Konflik Iran dan AS, Berdampak Bagi Perekonomian Indonesia

Jakarta (07/01) --- Konflik AS dan Iran memberikan tekanan yang cukup berarti bagi ekonomi dunia. Satu hal yang paling terasa adalah kenaikan harga minyak mentah. Harga minyak jenis WTI dan Brent sudah mencapai US$63 per barrel dan US$68 per barrel.

Di Indonesia, pada jangka pendek, transmisi pengaruh konflik AS dan Iran terlihat dari pergerakan Rupiah terhadap US$ serta Indeks Harga Saham Gabungan (IHSG).

Data nilai tukar Rupiah terhadap US$ per 2 Januari menguat menjadi US$13.895; sedangkan pada 6 Januari tertekan menjadi US$13.961 per US$. IHSG pada 6 Januari terkoreksi menjadi 6.257 dari posisi 6.323 pada 3 Januari lalu.

Sementara pada jangka menengah, transmisi konflik AS dan Iran bergerak ke defisit neraca perdagangan melalui defisit neraca migas.

Ecky Awal Mucharam, Anggota DPR Fraksi PKS, menjelaskan tantangan di awal 2020 sudah cukup berat terutama tekanan eksternal.

"Jadi, pemerintah sudah sejak awal harus siap dan mencari langkah-langkah antisipasi. Konflik AS-Iran akan mendongkrak harga minyak dan memaksa defisit neraca migas naik. Padahal, defisit migas mulai surut pada 2019", ungkap Ecky.
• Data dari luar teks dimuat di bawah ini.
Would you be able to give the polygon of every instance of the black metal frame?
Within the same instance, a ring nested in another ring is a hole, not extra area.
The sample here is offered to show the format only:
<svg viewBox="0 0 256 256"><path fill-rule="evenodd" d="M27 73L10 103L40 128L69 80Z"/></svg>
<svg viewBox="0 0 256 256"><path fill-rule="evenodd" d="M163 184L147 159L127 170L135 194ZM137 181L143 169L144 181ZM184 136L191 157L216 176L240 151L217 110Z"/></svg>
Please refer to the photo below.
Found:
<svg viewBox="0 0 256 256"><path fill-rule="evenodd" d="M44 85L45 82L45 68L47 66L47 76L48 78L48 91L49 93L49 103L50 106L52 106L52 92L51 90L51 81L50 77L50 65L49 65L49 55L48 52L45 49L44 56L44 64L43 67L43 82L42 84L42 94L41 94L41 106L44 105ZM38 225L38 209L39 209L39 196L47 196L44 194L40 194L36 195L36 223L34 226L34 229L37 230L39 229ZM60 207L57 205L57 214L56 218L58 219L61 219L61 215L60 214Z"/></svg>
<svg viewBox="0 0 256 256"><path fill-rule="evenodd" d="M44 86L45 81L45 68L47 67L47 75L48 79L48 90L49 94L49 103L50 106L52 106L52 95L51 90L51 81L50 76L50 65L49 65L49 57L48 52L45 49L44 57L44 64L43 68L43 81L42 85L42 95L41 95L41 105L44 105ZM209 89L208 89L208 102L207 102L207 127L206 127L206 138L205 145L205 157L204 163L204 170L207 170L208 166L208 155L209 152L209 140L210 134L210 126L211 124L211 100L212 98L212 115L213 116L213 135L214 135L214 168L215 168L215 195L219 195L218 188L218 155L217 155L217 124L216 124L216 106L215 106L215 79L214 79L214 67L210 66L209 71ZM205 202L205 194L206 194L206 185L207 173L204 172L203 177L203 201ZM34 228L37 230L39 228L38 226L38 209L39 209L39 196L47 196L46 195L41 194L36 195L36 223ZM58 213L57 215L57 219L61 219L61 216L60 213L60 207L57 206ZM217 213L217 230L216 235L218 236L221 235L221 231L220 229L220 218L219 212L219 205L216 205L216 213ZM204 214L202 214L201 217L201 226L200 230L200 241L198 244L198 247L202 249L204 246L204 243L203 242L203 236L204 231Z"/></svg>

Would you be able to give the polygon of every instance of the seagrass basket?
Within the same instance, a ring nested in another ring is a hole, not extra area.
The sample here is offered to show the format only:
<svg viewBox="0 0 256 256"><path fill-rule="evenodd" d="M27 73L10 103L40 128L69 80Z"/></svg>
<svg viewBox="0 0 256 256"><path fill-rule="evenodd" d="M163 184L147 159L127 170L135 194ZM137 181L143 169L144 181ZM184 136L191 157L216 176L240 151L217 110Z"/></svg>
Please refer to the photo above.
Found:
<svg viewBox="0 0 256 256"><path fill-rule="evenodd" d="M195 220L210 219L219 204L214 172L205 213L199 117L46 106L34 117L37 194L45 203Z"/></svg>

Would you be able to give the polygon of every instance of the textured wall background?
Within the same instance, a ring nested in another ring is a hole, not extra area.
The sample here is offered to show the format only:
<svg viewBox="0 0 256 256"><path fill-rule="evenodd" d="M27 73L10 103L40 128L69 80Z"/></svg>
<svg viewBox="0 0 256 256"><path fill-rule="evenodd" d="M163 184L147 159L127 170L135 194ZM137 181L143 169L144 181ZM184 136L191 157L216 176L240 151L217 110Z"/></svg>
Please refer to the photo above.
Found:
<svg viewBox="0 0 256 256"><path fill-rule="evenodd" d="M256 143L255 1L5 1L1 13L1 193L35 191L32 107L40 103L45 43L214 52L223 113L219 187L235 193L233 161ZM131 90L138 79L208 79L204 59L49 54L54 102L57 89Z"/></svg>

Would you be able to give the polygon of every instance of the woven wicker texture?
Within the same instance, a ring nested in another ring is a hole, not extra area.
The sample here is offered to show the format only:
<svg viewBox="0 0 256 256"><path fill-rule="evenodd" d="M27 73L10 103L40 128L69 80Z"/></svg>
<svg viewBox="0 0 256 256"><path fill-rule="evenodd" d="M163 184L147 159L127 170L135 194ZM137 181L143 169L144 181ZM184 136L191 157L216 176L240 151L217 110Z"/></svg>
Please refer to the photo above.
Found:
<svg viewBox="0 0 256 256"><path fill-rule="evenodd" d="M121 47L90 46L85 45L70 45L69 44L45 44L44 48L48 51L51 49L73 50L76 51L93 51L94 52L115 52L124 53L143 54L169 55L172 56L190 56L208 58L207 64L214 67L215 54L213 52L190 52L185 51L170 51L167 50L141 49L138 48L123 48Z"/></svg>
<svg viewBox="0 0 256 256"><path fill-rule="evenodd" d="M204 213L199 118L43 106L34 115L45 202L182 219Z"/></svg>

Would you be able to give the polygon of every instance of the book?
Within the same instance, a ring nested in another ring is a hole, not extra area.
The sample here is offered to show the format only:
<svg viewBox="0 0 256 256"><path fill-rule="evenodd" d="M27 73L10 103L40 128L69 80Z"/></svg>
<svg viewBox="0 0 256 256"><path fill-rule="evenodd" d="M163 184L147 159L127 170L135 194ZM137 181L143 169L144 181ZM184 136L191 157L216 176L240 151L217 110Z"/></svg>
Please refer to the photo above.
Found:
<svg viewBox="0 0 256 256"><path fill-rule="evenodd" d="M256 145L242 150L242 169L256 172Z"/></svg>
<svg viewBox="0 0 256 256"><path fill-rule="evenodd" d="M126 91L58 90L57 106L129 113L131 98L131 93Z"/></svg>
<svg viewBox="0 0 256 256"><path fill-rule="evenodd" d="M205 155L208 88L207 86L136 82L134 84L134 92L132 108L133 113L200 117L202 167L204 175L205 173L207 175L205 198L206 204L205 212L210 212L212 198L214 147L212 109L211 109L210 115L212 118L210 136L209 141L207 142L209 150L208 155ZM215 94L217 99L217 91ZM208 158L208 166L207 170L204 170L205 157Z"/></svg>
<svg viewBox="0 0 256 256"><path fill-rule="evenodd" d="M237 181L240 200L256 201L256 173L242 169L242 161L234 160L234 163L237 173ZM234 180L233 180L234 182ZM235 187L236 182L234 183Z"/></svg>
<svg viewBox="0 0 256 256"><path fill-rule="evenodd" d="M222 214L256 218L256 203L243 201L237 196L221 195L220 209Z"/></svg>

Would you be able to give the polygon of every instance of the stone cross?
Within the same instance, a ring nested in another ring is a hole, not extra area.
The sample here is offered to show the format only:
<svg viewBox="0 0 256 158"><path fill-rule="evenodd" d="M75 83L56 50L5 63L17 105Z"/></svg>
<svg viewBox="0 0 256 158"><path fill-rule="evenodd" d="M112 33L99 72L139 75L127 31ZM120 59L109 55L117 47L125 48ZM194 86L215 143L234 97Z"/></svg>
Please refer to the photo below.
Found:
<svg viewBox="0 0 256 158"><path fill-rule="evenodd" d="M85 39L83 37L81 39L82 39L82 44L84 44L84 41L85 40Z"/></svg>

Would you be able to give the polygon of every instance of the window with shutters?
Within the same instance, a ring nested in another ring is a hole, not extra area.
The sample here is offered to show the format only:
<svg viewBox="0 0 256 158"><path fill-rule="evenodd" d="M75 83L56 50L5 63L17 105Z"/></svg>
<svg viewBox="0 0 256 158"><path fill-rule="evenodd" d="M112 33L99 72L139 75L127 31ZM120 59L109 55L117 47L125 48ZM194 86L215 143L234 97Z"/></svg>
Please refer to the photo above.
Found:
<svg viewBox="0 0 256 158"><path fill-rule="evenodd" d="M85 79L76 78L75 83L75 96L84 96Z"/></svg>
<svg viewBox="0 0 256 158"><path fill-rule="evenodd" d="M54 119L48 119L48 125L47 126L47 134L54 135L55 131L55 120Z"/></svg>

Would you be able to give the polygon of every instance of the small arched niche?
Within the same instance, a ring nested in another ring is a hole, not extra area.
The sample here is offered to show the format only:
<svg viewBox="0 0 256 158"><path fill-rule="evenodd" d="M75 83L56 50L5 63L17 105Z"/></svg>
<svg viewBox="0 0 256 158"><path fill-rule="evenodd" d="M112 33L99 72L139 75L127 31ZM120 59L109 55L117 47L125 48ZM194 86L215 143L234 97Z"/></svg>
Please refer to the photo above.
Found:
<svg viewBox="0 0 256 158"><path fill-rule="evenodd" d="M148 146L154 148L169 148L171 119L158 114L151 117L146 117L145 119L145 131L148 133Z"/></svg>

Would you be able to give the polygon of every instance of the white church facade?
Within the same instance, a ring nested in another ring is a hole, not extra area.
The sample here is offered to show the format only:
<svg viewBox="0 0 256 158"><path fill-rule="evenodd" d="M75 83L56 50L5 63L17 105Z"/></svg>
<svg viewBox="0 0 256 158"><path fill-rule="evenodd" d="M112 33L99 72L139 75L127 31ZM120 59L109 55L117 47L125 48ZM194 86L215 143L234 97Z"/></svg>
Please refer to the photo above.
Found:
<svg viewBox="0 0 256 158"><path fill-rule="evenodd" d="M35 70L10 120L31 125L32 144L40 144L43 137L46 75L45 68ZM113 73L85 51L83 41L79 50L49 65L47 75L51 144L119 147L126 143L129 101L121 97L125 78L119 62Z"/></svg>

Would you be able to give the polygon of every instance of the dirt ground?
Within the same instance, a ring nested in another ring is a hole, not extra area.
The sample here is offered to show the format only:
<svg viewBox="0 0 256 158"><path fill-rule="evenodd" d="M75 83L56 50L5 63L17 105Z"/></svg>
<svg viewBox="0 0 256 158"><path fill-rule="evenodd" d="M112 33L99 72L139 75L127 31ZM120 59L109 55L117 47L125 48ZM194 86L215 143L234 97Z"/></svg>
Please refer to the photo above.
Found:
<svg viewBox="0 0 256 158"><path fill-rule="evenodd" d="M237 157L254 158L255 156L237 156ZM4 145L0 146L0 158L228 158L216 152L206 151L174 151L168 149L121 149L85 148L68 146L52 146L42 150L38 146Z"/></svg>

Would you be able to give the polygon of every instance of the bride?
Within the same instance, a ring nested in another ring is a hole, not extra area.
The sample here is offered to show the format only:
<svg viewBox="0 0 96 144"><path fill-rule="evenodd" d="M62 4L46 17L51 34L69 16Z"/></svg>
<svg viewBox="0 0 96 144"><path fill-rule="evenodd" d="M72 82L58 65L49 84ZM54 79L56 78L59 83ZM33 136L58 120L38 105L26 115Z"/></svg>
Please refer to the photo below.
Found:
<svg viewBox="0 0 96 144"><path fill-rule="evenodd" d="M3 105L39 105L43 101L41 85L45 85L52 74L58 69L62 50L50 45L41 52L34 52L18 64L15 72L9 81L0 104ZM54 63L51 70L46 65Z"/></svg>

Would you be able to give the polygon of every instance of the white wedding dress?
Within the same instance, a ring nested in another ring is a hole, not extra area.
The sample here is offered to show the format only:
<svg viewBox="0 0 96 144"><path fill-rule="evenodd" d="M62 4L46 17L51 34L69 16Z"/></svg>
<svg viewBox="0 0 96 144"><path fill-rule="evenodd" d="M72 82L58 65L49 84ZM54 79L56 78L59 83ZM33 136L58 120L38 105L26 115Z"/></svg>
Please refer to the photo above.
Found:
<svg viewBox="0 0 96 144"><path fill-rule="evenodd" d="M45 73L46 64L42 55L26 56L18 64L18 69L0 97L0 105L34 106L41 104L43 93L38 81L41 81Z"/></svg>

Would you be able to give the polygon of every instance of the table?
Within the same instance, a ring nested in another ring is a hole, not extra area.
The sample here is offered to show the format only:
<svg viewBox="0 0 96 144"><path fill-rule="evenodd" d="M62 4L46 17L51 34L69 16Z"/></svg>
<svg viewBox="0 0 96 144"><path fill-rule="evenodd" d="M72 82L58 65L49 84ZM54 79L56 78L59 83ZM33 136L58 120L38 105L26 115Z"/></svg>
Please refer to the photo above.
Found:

Sementara lanjut Ecky, Januari-November 2018, defisit migas mencapai US$12,3 miliar dan pada Januari-November 2019 mencapai US$8,3 miliar. Jadi, defisit migas bisa memburuk dan mendekati angka 2018.

“Sebagai negara net importir minyak, Indonesia terlihat tidak memiliki langkah-langkah strategis untuk menyelesaikan persoalan energi nasional. Padahal, dampaknya sangat krusial bukan hanya bagi kantong pemerintah juga terhadap masyarakat", terang Ecky.

Jika nantinya harga minyak jauh di atas asumsi APBN, kata Ecky mau tidak mau pemerintah akan menaikkan harga minyak subsidi. Tentu ini akan menyengsarakan rakyat.

“Ketahanan energi kita sangat lemah, sehingga rentah terhadap gejolak dari ekonomi global”, tutup Ecky.